Unfortunately OpenGL in Windows 10 is useless for my setup but I’ve switched over to d3d with very good results in exclusive fullscreen mode. OpenGL performance is really bad in exclusive fullscreen and won’t sync properly in borderless window on the PVM. I just get a dropped frame every 5 seconds or so as the forced desktop composition must not match with what OpenGL is doing in retroarch.

In d3d mode I’ve been I have smooth scrolling with smooth scrolling and very low input lag. I’m guessing the lag is about 1 frame. I’m using the manual lag test on using the 240p test suite on the Genesis core. I’ve actually been able to get a score as low as 0.1 frames of lag on that test but I think i think it must be at least 1 frame unless the frame delay setting can actually get you to less than 1 frame?

Best test results

Anyways, I know d3d isn’t ideal due to the lack of graphical options but I wanted to suggest it for anyone outputting to a 15khz CRT in windows. I couldn’t be happier in terms of input lag.

Im almost near you. Im using a very old laptop who has a core2duo [email protected] and a GPU Nvidia 8400 series. This is my results in the lastest higan core

(https://photos.app.goo.gl/SNV1eev0foPdyRSE2)

[https://photos.app.goo.gl/Cm9sopPkrGAicI0g2]

pd: I forget to say that im using a dualshock 3 controller through a BT adapter.

It’s on Archlinux in KMS/DRM mode.

I’ve played with 120fps mode (8.33ms frame) of my phone camera to roughly measure my total input lag.
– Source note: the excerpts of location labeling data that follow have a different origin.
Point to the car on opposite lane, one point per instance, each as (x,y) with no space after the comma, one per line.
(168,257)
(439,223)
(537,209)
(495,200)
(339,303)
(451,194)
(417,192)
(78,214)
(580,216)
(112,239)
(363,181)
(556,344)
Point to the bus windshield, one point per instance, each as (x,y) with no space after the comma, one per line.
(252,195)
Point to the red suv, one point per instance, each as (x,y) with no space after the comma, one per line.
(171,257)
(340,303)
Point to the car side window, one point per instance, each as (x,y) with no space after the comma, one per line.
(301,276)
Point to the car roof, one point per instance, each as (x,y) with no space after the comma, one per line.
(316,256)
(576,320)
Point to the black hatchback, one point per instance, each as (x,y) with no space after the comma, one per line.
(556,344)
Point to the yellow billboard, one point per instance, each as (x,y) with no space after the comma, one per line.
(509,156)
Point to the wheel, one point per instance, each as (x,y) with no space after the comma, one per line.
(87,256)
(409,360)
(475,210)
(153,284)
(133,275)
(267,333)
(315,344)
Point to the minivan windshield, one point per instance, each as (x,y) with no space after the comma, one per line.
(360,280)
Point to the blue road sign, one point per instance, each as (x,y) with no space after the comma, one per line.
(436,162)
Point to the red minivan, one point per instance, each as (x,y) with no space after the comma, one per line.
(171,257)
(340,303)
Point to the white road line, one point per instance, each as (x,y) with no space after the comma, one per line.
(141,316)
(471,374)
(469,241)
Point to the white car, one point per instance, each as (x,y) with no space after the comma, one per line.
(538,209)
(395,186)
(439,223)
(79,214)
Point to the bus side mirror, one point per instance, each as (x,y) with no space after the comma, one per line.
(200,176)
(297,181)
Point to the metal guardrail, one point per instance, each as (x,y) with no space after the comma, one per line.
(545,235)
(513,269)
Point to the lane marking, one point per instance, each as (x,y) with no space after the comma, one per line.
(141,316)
Main desktop i7 PC, DS4 (USB), Dell U2410:
Consistent 10 frames of lag in 120fps so 83.33ms total input to output lag.
Hardware Genesis/SNES is around 2 frames so 16.66ms lag.
The results tolerance is ±8.33ms

It seems that 100ms input lag is the average for emulation across all machines from small Android units to desktop PCs.
Improving the lag by 1 frame (16.68ms) or less with swapchain is not going to be noticeable difference from the typical 100ms.

In personal experience I don’t feel I play much better on the real hardware than on emulation, even on reflex demanding games like megaman.
I believe the brain can compensate/readjust for the longer delay by predicting the position of the necessary ‘jump’, but it has to be foreseen and not sudden.
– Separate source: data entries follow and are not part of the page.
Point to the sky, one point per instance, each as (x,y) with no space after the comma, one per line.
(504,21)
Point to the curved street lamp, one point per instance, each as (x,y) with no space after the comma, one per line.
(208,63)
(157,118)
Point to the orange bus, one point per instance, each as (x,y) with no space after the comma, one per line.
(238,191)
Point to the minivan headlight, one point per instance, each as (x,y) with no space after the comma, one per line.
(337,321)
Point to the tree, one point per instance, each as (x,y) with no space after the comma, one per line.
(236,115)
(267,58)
At least on SNES, latency during gameplay is usually 2 or 3 frames due to game design. For example, both Super Mario World and Yoshi’s Island have 3 frames, while Super Metroid has 2 frames. Another example, on NES, is Mega Man 2, which has 2 frames during gameplay and 1 frame in menus.

What game did you run and where in that game were you when measuring one frame of input lag? Did you use Windows or Linux?
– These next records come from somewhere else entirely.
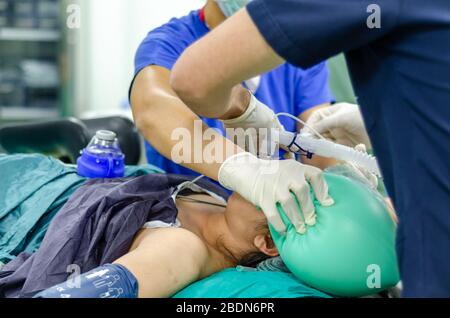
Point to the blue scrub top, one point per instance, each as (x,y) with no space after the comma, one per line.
(285,89)
(401,75)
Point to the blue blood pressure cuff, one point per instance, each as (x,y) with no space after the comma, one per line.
(108,281)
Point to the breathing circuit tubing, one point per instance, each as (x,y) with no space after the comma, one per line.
(306,143)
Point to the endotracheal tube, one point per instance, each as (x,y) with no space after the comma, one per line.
(307,143)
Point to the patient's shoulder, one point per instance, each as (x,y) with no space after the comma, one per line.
(178,242)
Those results are bad, and that screen has at least 34ms of lag already out of game mode.
Perhaps there’s something else like bad DS4 drivers or something.

You are absolutely right, I falsely assumed that the SNES has the same lag as the Genesis, so I tested only Sonic 1.

SMW I get 4-5 frames (8.33ms per frame at 120Hz) of lag with the Hardware+CRT when mario jumps.
Sonic 1 on Genesis I get 2 frames (8.33ms per frame) lag when sonic jumps.

As for the Dell U2410, yes it has long’ish lag, but my total emulation input->output loop is 83.33 in SMW when mario jumps.
I assume with modern monitor I will get roughly 25ms less loop lag so approximately 58ms total emulation loop lag which matches Brunnis’s results.

I think the brain compensates for the lag up to a certain point, so 100ms lag is still playable.